Come nel caso Cucchi, anche per il caso Eternit la linea di chi osserva dovrebbe essere quella per cui “le sentenze non si commentano”. Eppure, quando la giustizia trasmette un senso di ingiustizia, non si può nemmeno far finta di niente. La legge va rispettata, mancherebbe, e i magistrati hanno il compito di applicare le norme. Ma quando una sentenza lascia aperte più domande di quante ce ne fossero all’inizio del processo, quando una sentenza ha il sapore della beffa, non si può fare a meno di interrogarsi sulla questione.
Tutti sappiamo che Cucchi è morto mentre era nelle mani dello Stato, ma nessuno di quella morte porta la responsabilità.
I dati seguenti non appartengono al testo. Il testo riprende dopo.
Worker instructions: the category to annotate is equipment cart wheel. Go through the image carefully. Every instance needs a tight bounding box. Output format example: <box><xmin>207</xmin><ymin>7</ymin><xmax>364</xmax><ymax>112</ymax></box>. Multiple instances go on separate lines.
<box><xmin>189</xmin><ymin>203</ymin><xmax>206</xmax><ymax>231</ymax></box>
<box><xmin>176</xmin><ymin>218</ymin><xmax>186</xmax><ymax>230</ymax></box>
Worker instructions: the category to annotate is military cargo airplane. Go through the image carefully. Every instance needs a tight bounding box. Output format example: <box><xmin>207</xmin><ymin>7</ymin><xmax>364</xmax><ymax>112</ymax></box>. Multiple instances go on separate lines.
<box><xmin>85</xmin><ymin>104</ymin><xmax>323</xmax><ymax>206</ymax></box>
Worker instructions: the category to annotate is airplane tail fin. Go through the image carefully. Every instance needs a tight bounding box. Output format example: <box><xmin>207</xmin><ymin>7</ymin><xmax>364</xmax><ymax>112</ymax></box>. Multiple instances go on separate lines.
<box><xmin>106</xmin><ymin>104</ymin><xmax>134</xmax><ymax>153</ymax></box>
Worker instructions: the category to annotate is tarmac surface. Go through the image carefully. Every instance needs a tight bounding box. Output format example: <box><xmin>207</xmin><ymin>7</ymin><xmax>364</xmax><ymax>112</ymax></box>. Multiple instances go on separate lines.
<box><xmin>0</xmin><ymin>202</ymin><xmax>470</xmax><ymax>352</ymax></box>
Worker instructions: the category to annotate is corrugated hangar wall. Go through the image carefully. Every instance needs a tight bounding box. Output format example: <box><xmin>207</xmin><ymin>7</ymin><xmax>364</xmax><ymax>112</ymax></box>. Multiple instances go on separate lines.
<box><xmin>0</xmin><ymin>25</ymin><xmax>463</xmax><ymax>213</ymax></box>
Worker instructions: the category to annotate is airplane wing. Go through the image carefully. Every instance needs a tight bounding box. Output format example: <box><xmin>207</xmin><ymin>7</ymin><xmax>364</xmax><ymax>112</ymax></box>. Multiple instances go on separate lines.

Tutti sappiamo che i morti a Casale Monferrato e nei dintorni sono morti per mesotelioma pleurico, e che la malattia è provocata dall’amianto della fabbrica, ma nessuno ne risponderà.
«Anche se oggi qui si viene a chiedere giustizia – ha detto il procuratore generale Francesco Iacoviello, chiedendo alla Corte di dichiarare prescritto il reato -, un giudice tra diritto e giustizia deve scegliere il diritto». Con tutto il rispetto per il Procuratore, non sono sicurissimo che la frase sia corretta. Soprattutto perché, se le cose stessero davvero così, verrebbe da chiedersi a quale porta debba bussare il povero cittadino per ottenere giustizia, se non a quello delle nostre corti e dei nostri tribunali.
Il fatto è che diritto e giustizia non possono essere scissi come fossero cose alternative e contrapposte. Diritto e giustizia sono – o almeno dovrebbero essere – due facce della stessa medaglia: l’uno deve essere scritto perché l’altra possa venire ad esistenza. Se il diritto non serve a produrre giustizia, non si capisce davvero a cosa esso serva.